Così il mostro sovietico ha insegnato al mondo come divorare la libertà

Un cittadino normale lotta contro l'arroganza del potere. E dovrà fare una dura scelta fra schiavitù e indipendenza

Così il mostro sovietico ha insegnato al mondo come divorare la libertà

da Cannes

Mostro marino nell'Antico Testamento, simbolo, per il filosofo Thomas Hobbes, dello Stato che in cambio della sicurezza toglie all'uomo una pericolosa libertà, il Leviatano sbarca in concorso a Cannes nel film omonimo di Andrey Zvyagintsev, già anni fa Leone d'Oro a Venezia per Il ritorno.

Leviathan racconta la storia di Kolia, che da sempre vive in una piccola città sul bordo del Mare di Barents, nel nord della Russia. Ha un figlio avuto dal suo primo matrimonio, è rimasto vedovo, ha sposato Lilya, fa il meccanico e il suo garage è a fianco dell'abitazione. Su quel terreno, solitario e come a picco sulla costa, mette gli occhi il sindaco, vecchio arnese della nomenklatura comunista riciclatosi nella nuova oligarchia post-comunista. Lo giudica perfetto per una speculazione edilizia, offre prima un prezzo stracciato, riesce poi a entrarne in possesso, mettendo la giustizia al servizio della sua politica: esproprio di Stato invece di esproprio proletario.
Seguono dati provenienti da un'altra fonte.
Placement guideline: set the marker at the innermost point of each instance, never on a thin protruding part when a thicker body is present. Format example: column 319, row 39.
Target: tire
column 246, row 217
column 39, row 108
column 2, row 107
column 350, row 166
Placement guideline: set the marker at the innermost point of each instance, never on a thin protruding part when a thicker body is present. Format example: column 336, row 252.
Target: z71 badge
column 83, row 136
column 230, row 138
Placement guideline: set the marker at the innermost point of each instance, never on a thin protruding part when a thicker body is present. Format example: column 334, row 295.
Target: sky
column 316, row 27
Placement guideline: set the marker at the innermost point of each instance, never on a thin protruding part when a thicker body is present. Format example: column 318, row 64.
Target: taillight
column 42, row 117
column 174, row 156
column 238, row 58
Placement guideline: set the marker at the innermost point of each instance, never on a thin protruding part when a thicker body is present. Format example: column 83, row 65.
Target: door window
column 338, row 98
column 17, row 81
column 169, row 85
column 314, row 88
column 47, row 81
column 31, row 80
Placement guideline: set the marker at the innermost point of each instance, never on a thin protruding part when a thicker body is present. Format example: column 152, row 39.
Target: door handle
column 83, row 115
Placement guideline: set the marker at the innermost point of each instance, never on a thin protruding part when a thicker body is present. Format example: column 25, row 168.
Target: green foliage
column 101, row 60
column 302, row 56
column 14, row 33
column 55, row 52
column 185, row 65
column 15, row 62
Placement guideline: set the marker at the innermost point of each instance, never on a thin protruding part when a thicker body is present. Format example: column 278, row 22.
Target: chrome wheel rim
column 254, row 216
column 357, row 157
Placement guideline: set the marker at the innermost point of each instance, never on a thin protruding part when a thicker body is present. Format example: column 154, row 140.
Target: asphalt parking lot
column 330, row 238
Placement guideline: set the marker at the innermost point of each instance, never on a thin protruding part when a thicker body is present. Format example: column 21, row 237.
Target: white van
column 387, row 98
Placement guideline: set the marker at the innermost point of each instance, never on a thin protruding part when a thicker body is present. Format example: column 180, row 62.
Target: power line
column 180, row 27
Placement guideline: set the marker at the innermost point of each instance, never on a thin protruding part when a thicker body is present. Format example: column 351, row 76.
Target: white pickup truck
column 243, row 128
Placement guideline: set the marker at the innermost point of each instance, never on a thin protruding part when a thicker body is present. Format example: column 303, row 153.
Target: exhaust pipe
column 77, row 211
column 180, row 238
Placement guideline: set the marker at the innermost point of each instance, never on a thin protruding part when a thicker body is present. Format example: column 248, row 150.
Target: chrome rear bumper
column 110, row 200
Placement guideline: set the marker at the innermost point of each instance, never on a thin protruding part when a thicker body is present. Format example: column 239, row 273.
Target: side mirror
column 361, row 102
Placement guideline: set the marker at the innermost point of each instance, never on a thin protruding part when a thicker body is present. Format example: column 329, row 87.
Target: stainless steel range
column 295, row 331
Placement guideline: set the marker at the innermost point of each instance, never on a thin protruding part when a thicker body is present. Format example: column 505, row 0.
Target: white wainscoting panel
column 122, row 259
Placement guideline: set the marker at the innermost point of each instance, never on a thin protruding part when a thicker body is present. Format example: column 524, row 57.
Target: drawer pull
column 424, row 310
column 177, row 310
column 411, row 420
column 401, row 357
Kolia si rivolge allora a un vecchio amico, già compagno d'armi e ora avvocato a Mosca, che lo rassicura: la legge è dalla sua parete, i suoi diritti saranno rispettati. Finirà in tragedia, ma nella lotta contro lo Stato-Leviatano, tutti, tranne lui, fanno un gioco sporco. L'amico avvocato mette da parte il codice, minaccia il sindaco di rendere noti al vertice del sistema i suoi affari sporchi, ma intanto va a letto con Lilya e distrugge così l'antica amicizia e una famiglia. Il sindaco lo ripaga sequestrandolo e facendogli capire che lì comanda lui. Poi, con la connivenza della polizia locale, fa scattare la trappola che spedirà Kolia in galera.

Tutto, nella Russia descritta da Zvyagintsev, è marcio: i servizi pubblici, i rapporti umani, le antiche solidarietà, le fedi condivise. Si beve una quantità industriale di vodka, ci si diverte a sparare usando come bersaglio le immagini dei leader politici da Breznev in poi. Unici assenti, Eltsin, «troppo piccolo» per poterlo prendere di mira, e Putin: «Non c'è ancora il necessario distacco storico», dice ironicamente il capo della polizia che ha invitato Kolia al suo compleanno, ma che lo lascerà affondare senza muovere un dito.

Affidato al volto scavato di Alexey Serebryakov, Kolia è un Giobbe moderno senza possibilità di remissione: accetta le sue piaghe e quando cerca di conviverci, gliene arrivano altre. Si fida, e si ritrova tradito, proclama la propria innocenza, ma è considerato sempre e comunque colpevole. Epico e possente, il film ne racconta la distruzione.

«In Russia il tema del rapporto fra cittadino e Stato, meglio fra Uomo e Stato, è un tema classico» dice il regista. «Ma se io racconto il mio Paese è perché ci sono nato, è una parte di me. Sarebbe però un errore pensare che ciò che accade nel film sia una prerogativa della Russia di oggi.

Qualsiasi società, dalla più sviluppata alla più arcaica, deve confrontarsi con il tema della sicurezza, con ciò che si è disposti a cedere della propria integrità, della propria umanità. Nella vita di ciascuno di noi, arriva un momento i cui ci si ritrova di fronte al sistema e si deve fare una scelta fra libertà e schiavitù».